Assisted living communities offer benefits such as meal preparations, weekly housekeeping and social activities. Assisted living buildings also offer nursing care, hours for service can vary.

1) Generally, if you require a two person lift to get you out of your bed and into the bath well, you would no longer be a fit for this type of community and would instead, be better served by seeking out a residential care community. As well, you must be able to ambulate independently throughout the building — use of a walker or chair is fine but if you still aren’t able to “get around” with the use of either, then the next level of care is what you would probably require. (Some assisted living buildings don’t allow for wheel chairs and/or scooters — make sure you ask prior to moving.)

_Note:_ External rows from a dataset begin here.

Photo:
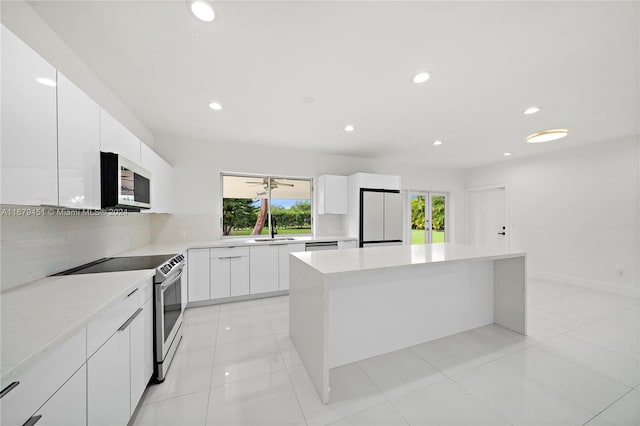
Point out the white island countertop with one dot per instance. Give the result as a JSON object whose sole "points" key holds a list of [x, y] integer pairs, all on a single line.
{"points": [[38, 316], [370, 258]]}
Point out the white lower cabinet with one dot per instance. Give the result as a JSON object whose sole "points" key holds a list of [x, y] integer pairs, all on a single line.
{"points": [[68, 406], [263, 269], [199, 276], [283, 263], [229, 272], [138, 359], [108, 376]]}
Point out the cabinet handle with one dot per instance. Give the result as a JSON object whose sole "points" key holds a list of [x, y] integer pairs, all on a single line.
{"points": [[33, 420], [8, 389], [130, 320]]}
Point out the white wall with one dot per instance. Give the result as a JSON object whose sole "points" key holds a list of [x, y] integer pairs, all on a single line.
{"points": [[23, 21], [197, 166], [33, 247], [575, 212]]}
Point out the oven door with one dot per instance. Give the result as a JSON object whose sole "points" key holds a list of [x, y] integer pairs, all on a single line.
{"points": [[168, 313]]}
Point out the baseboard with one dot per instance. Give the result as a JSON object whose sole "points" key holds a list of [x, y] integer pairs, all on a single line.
{"points": [[588, 284]]}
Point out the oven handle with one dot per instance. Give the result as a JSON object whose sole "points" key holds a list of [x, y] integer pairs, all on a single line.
{"points": [[175, 278]]}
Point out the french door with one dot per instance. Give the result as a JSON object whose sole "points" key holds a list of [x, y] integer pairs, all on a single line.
{"points": [[429, 217]]}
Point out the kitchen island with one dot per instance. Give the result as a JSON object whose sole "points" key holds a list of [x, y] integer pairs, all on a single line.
{"points": [[353, 304]]}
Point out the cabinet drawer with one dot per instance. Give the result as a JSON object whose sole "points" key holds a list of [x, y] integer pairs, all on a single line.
{"points": [[41, 381], [100, 329], [229, 252]]}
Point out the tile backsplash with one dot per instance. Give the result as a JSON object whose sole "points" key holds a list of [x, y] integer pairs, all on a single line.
{"points": [[33, 247]]}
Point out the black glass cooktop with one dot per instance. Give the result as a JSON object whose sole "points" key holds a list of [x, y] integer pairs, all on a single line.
{"points": [[114, 264]]}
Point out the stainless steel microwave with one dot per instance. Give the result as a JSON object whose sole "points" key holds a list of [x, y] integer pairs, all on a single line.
{"points": [[124, 184]]}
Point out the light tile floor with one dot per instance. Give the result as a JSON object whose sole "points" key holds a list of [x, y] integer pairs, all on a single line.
{"points": [[580, 365]]}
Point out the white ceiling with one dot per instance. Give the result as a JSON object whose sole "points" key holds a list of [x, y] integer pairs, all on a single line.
{"points": [[489, 61]]}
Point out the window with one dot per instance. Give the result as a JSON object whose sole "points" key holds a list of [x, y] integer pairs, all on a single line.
{"points": [[265, 205]]}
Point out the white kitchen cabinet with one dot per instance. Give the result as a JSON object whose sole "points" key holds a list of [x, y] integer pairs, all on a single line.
{"points": [[347, 244], [29, 140], [161, 180], [138, 359], [283, 263], [199, 275], [332, 194], [229, 272], [108, 382], [220, 278], [78, 147], [68, 406], [114, 137], [263, 269], [240, 281]]}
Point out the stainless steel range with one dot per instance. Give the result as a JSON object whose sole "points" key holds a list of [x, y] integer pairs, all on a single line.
{"points": [[168, 306]]}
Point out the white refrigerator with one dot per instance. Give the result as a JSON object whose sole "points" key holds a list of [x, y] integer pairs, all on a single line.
{"points": [[381, 217]]}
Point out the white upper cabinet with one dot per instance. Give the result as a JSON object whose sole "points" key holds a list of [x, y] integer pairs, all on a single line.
{"points": [[161, 180], [332, 194], [29, 141], [114, 137], [78, 147]]}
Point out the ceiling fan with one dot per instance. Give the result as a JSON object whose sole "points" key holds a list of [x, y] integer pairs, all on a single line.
{"points": [[265, 183]]}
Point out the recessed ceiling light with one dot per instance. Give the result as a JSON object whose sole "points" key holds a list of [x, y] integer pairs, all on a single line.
{"points": [[421, 77], [547, 135], [531, 110], [203, 10], [46, 81]]}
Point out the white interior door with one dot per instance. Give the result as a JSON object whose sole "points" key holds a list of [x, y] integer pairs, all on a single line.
{"points": [[486, 217]]}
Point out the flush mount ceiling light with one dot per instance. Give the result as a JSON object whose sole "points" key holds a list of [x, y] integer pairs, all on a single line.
{"points": [[421, 77], [46, 82], [202, 9], [547, 135]]}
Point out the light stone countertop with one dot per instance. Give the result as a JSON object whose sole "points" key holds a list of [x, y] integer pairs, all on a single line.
{"points": [[39, 316], [180, 247], [370, 258]]}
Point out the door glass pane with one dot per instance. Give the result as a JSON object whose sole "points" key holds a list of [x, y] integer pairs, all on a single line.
{"points": [[438, 219], [245, 205], [291, 206], [417, 219]]}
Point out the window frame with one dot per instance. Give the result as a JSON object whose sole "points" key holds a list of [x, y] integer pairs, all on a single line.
{"points": [[269, 177]]}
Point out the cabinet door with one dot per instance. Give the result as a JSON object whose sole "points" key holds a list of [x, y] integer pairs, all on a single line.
{"points": [[220, 277], [161, 180], [283, 263], [239, 275], [138, 361], [108, 394], [78, 147], [149, 360], [199, 279], [263, 268], [114, 137], [29, 139], [68, 406]]}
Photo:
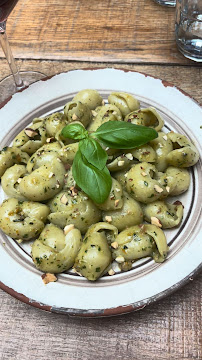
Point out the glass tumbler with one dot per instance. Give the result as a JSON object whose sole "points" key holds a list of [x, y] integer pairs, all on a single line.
{"points": [[188, 28]]}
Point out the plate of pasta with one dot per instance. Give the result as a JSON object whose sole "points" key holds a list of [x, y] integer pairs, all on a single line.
{"points": [[100, 192]]}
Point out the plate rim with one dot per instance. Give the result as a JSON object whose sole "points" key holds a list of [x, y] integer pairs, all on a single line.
{"points": [[120, 309]]}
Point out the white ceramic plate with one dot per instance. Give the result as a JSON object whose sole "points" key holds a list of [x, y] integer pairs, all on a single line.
{"points": [[147, 281]]}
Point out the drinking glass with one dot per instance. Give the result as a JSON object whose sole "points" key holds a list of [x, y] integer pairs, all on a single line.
{"points": [[16, 81], [170, 3], [188, 28]]}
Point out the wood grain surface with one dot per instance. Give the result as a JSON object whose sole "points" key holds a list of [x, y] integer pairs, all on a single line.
{"points": [[167, 330], [130, 31]]}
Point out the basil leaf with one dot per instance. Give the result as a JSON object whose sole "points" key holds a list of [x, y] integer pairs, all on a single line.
{"points": [[124, 135], [94, 182], [93, 152], [74, 131]]}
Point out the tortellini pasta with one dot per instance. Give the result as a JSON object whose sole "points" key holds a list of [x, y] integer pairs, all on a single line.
{"points": [[22, 219], [141, 184], [164, 214], [11, 179], [31, 138], [130, 214], [55, 123], [103, 114], [141, 241], [184, 153], [10, 156], [73, 207], [95, 256], [89, 97], [69, 230], [146, 117], [44, 182]]}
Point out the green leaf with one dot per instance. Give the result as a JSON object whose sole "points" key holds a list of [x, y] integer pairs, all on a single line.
{"points": [[93, 152], [124, 135], [94, 182], [74, 131]]}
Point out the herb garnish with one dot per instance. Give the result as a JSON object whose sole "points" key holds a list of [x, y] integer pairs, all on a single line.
{"points": [[89, 165]]}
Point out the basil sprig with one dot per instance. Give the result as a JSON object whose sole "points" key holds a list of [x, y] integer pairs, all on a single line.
{"points": [[94, 182], [124, 135], [89, 165]]}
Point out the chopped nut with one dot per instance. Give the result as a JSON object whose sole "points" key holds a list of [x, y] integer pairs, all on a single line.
{"points": [[129, 156], [68, 228], [121, 163], [19, 241], [115, 245], [158, 188], [31, 132], [94, 113], [108, 218], [116, 202], [155, 221], [76, 272], [74, 191], [48, 278], [48, 140], [120, 259], [111, 272], [64, 199], [51, 175], [74, 117]]}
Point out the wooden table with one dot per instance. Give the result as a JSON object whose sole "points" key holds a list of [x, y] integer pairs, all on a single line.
{"points": [[53, 36]]}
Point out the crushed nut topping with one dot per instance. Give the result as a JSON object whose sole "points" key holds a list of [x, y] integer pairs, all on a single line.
{"points": [[120, 163], [116, 202], [64, 199], [115, 245], [51, 139], [94, 113], [119, 259], [31, 132], [129, 156], [68, 228], [155, 221], [158, 188], [51, 175], [108, 218], [111, 272], [48, 278], [74, 191], [74, 117]]}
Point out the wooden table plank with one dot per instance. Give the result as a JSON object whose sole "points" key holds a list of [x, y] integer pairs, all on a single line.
{"points": [[108, 31], [167, 330]]}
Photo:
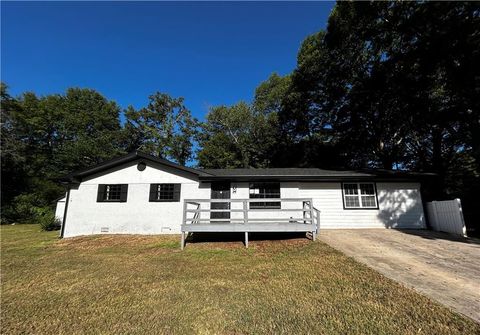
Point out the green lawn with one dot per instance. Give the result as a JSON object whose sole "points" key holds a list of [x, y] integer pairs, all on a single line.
{"points": [[137, 285]]}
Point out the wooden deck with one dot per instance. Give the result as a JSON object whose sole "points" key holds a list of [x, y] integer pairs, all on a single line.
{"points": [[294, 215]]}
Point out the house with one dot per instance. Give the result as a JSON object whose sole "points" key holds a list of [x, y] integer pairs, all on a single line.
{"points": [[142, 194]]}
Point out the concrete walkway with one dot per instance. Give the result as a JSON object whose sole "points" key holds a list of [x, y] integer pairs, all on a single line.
{"points": [[442, 267]]}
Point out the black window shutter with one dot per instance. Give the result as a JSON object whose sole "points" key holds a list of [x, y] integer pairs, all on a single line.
{"points": [[100, 192], [176, 192], [153, 192], [123, 193]]}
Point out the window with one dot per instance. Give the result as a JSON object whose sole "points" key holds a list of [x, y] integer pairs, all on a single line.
{"points": [[265, 191], [164, 192], [359, 195], [112, 193]]}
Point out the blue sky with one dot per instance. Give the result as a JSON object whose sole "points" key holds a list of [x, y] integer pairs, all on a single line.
{"points": [[210, 53]]}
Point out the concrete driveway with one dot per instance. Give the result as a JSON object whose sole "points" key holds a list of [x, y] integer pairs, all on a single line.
{"points": [[442, 267]]}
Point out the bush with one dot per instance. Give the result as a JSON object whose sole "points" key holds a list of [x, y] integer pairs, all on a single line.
{"points": [[47, 220]]}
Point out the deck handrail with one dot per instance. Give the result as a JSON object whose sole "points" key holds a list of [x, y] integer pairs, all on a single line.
{"points": [[308, 221], [309, 213], [249, 200]]}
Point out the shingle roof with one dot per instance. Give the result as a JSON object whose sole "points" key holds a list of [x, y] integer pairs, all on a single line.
{"points": [[311, 174], [283, 172]]}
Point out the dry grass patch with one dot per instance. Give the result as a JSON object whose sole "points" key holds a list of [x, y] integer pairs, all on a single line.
{"points": [[145, 284]]}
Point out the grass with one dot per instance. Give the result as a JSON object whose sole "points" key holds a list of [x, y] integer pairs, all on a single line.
{"points": [[146, 285]]}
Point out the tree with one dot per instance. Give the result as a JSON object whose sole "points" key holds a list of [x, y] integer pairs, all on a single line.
{"points": [[164, 128], [44, 138], [236, 136], [396, 84]]}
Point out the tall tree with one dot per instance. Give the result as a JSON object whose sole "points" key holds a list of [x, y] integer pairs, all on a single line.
{"points": [[164, 128], [237, 136]]}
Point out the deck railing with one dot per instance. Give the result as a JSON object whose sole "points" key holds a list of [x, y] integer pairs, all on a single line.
{"points": [[240, 211], [274, 215]]}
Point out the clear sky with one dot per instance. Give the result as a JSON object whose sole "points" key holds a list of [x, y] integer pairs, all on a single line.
{"points": [[210, 53]]}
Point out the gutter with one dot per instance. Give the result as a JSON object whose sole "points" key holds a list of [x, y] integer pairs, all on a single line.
{"points": [[65, 211]]}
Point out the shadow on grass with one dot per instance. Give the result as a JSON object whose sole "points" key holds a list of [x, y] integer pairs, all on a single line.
{"points": [[240, 237]]}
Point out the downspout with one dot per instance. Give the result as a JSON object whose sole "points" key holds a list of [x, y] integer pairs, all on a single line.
{"points": [[67, 200]]}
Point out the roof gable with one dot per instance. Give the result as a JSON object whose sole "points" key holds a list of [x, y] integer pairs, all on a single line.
{"points": [[77, 176]]}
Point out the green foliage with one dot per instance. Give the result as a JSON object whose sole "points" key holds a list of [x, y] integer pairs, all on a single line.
{"points": [[47, 220], [164, 128], [43, 138], [237, 136]]}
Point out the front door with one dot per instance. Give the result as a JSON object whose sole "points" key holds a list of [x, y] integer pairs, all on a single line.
{"points": [[220, 190]]}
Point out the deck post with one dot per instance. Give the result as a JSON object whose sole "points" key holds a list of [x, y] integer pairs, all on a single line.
{"points": [[182, 242], [245, 211]]}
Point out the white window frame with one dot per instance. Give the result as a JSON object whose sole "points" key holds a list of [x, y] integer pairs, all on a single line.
{"points": [[359, 195]]}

2) Be aware — if your health starts declining the building might ask that you move, for your own safety — if another option isn’t currently available, you will be asked to sign a liability waiver. Basically, the building is acknowledging that the level of care that you require is beyond their scope and they will want to ensure that if you remain the liability is not their burden to bear.

3) If you do NOT like moving, you may be better served by moving to a building that offers both assisted and residential care living options. These communities would be housed in separate areas of the same building. So, if your health declines you would only need to move down the hall, and not across the street or across town.

4) If nursing care is offered you need to understand what will be included and what you will need to pay for. For instance, if you press the call button again and again you most likely will see an extra fee on your monthly bill. It is important to understand how many times a nurse can assist / check on you before you will be charged?

5) If you are unwell, sick or recuperating from an illness some buildings will allow for free meal delivery…in other words, your nurse will bring your meal to your suite for free— double check though, because some places offer 1 free meal delivery per month, other places offer more per month.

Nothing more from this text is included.